Si no es ahora, ¿cuándo actuarás?

DR JOHN DEMARTINI   -   Actualizado hace 2 semanas

El Dr. Demartini explica por qué, si usted aún no sabe qué es lo verdaderamente más importante para usted, es más probable que posponga, dude y se frustre en su vida diaria.

AUDIO

Apple Podcasts Spotify
VIDEO
ARTÍCULO

Compartir
TIEMPO DE LECTURA: 10m
DR JOHN DEMARTINI - Actualizado hace 2 semanas

A menudo escucho a personas que se etiquetan a sí mismas como perezosas, indisciplinadas, desorientadas y procrastinadoras habituales. También expresan sentimientos de frustración por su falta de perseverancia y, a pesar de los esfuerzos externos para motivarse, continúan posponiendo tareas y acciones que perciben que deberían, deberían o tienen que hacer.

Lo que muchas personas no se dan cuenta es que hay una RAZÓN subyacente para su continua postergación e incapacidad de poner en práctica lo que dicen, y tiene muy poco que ver con la pereza o la falta de disciplina.
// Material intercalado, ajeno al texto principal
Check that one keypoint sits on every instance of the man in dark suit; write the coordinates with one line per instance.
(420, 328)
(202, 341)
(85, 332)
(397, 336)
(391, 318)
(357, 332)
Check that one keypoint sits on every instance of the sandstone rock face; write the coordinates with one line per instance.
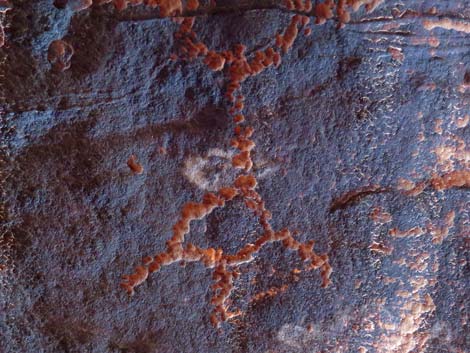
(362, 144)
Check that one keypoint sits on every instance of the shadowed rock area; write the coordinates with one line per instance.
(357, 134)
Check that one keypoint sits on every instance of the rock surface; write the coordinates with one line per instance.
(351, 120)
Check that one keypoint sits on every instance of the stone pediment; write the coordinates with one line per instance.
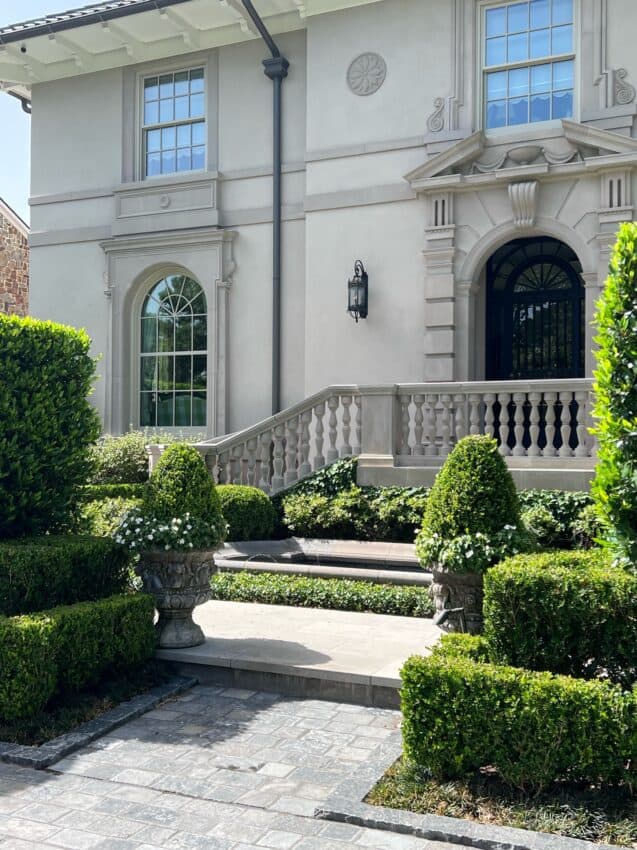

Demos un paso atrás para poder brindar algo de contexto y hablar sobre los derechos humanos. valores, porque son la base y el motor principal del comportamiento humano.

Cada ser humano, independientemente de su origen, género, cultura, color de piel o edad, vive momento a momento según un conjunto de prioridades o valores, áreas de la vida que percibe como más o menos importantes para él. Esta “jerarquía de valores” es completamente única y específica de cada individuo.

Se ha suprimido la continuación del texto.